Use sub-conversation threading and document caching for faster retrieval.


Common Use Cases

  • Internal knowledge assistants: Query policies, PDFs, spreadsheets, tickets, and documentation from a private chat UI.
  • Database copilots: Convert natural language into SQL, DuckDB, Elasticsearch, REST, or GraphQL-backed answers.
  • Local-first AI labs: Develop against Ollama, llama.cpp, or vLLM before moving selected workloads to cloud models.
  • Tool-using agents: Give models controlled access to MCP tools while keeping auth, logs, and policies in one gateway.
  • Customer-facing AI products: Put stable API keys, quotas, rate limits, and fallback routing in front of model providers.

Client Integrations

Client Path / package Description
ORBIT Chat clients/orbitchat/ React web chat client for ORBIT-backed conversations.
Node.js SDK clients/node-api/ Node library for integrating ORBIT backend features into apps.

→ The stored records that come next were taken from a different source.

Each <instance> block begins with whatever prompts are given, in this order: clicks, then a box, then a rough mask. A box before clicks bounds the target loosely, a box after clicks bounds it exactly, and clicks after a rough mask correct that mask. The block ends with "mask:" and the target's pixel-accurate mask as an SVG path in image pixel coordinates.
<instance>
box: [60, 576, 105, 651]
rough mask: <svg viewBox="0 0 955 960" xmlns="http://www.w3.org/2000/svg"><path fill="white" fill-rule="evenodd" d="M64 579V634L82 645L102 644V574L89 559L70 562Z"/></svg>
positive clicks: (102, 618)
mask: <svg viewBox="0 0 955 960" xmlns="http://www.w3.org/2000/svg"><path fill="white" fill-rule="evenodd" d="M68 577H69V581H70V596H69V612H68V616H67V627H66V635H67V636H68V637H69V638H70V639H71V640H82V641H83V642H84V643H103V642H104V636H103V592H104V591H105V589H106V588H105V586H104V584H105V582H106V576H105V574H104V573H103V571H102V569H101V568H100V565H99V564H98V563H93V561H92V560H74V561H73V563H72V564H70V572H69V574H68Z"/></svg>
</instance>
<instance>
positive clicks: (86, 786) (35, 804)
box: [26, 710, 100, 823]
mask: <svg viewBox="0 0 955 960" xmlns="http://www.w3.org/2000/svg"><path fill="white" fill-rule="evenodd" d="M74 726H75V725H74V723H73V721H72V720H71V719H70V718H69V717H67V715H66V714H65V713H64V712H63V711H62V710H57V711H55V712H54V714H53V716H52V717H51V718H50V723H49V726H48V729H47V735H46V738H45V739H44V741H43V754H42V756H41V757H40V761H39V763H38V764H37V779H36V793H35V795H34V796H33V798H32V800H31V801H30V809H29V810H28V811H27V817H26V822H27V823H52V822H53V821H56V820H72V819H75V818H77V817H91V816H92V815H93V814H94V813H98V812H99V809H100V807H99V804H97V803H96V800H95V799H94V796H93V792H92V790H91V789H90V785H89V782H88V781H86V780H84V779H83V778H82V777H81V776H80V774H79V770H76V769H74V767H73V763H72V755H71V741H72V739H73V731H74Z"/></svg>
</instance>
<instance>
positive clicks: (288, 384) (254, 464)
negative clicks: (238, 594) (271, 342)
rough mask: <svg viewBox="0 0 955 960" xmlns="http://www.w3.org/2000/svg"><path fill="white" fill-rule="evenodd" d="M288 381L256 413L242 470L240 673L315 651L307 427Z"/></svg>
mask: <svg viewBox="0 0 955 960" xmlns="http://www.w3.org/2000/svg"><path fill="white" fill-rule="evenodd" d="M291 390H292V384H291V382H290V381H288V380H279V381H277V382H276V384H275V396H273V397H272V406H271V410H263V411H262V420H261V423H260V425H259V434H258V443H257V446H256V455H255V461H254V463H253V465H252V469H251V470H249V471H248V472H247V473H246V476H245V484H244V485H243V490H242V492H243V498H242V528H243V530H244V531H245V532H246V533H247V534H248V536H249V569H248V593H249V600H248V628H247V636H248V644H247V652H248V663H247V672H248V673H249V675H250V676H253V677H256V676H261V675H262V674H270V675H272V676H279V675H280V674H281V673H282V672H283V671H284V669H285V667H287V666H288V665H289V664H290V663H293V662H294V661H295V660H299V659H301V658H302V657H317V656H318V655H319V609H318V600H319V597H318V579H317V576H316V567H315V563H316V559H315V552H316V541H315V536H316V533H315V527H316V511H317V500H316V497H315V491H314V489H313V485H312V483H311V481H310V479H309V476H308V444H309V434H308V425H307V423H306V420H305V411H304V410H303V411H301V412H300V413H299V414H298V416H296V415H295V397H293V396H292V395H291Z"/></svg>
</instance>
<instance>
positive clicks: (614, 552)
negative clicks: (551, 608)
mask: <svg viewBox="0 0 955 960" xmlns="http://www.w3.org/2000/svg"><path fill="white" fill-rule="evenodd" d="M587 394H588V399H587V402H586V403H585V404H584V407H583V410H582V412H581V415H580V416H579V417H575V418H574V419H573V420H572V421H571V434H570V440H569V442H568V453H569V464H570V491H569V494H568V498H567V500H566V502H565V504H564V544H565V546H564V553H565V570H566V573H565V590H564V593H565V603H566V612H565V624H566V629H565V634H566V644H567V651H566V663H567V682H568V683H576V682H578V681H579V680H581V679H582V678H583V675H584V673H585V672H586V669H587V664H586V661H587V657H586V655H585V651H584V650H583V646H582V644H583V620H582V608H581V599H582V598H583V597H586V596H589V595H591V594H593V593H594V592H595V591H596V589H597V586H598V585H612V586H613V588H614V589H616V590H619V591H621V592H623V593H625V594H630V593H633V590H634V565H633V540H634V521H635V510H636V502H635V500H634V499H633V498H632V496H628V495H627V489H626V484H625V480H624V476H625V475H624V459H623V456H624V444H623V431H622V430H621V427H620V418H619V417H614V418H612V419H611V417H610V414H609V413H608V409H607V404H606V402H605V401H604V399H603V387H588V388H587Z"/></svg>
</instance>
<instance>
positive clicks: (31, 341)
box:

Run the chat client against a local ORBIT adapter:

ORBIT_ADAPTER_KEYS='{"simple-chat":"default-key"}' npx orbitchat

Compared to a Custom Stack

Problem Custom setup ORBIT
Provider lock-in One SDK and request shape per provider. One OpenAI-compatible gateway across local and cloud providers.
Glue code sprawl Separate auth, RAG, model routing, file handling, metrics, and storage code. Integrated gateway, adapters, session management, safety controls, and admin UI.
Narrow retrieval Vector search over static text chunks only. Structured data, files, APIs, vector stores, Elasticsearch, DuckDB, and hybrid workflows.
Privacy gaps Sensitive data often flows through hosted services by default. Self-hosted deployment with local models, local embeddings, API keys, RBAC, and audit logs.
Operational fragility Slow providers or broken adapters can affect the whole app. Circuit breakers, fallback routing, rate limits, queues, and observability.

Learn More


Roadmap

Roadmap items and active development tasks are tracked in GitHub Issues. Requests for new adapters, model providers, deployment patterns, or examples are welcome.


Contributing

Contributions are welcome, especially:

  • New retrievers, adapters, and provider integrations.
  • Better examples and deployment guides.
  • Tests, bug fixes, and documentation improvements.
  • Real-world feedback from teams running private RAG or model gateway workloads.

Start with CONTRIBUTING.md, open an issue, or send a pull request.

If ORBIT is useful to you, please star the repository. It is the simplest way to support the project and helps other developers discover it.


License

ORBIT is licensed under the Apache 2.0 License. See LICENSE for details.